Again they were in the top two for the majority of the season, but a blip at the turn of the year saw them win only once in seven games, the doubts were starting to creep in once more. Bielsa called a team meeting, what followed was five wins in a row, no goals conceded.
Leeds started to believe again, but then the season was halted because of the coronavirus pandemic. There would certainly be no burnout this time. A near four-month hiatus would give the players a rest from ‘Bielsaball’, the term given to his high-octane approach to the game.
When the players were allowed to return to training, each and every players stats showed they came back fitter than when the break came.
A defeat to Cardiff on the restart again brought doubt amongst the long suffering fans, but that was to be the only blip. With West Brom, Brentford and Fulham breathing down their necks, there were to be no more slip ups. Promotion sealed on Friday, and the Championship title so close to being added to their now dusty trophy cabinet.

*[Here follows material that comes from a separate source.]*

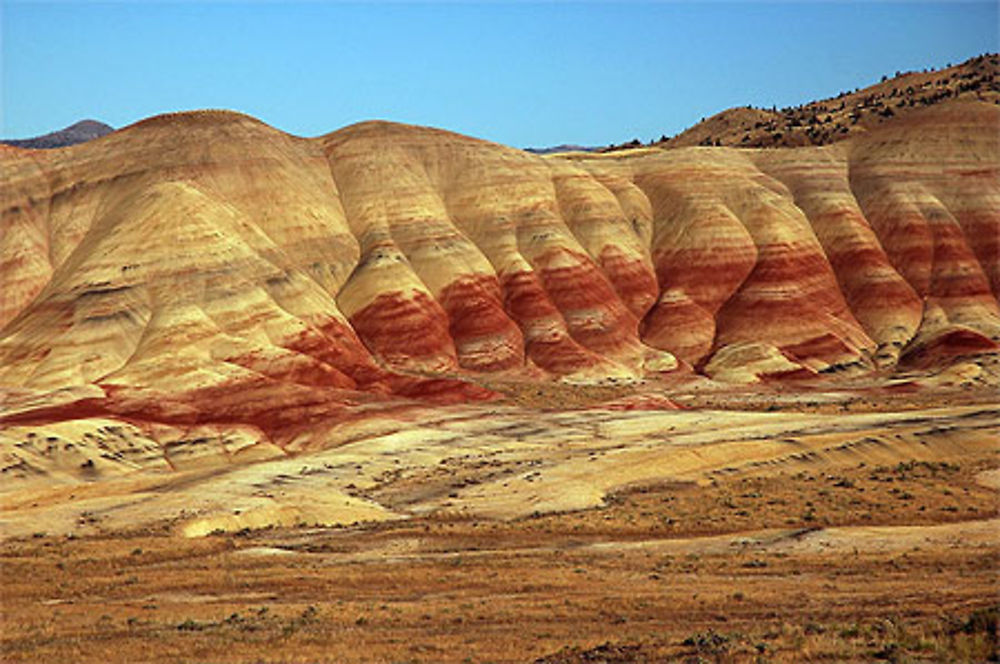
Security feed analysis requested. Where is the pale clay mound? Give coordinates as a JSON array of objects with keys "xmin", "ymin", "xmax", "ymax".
[{"xmin": 0, "ymin": 102, "xmax": 1000, "ymax": 534}]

There may have been no fans at Elland Road to enjoy lifting the trophy, but the lack of fan expectation within the stadium since the restart may have actually helped the team deal with the burden of ending 16 years of pain.
The lockdown wasn’t all good though. Three of the clubs biggest legends passed during the period. Norman Hunter, Trevor Cherry and legendary former Ireland manager Jack Charlton all departed us during this pandemic.
But now Leeds have returned back to the top table of English football, a huge one club city, with a strong tradition and a worldwide fan base.
The Premier League’s aristocrats better watch out, Bielsa’s Leeds will relish the chance to live up to Big Jack’s mantra and ‘put ‘em under pressure’.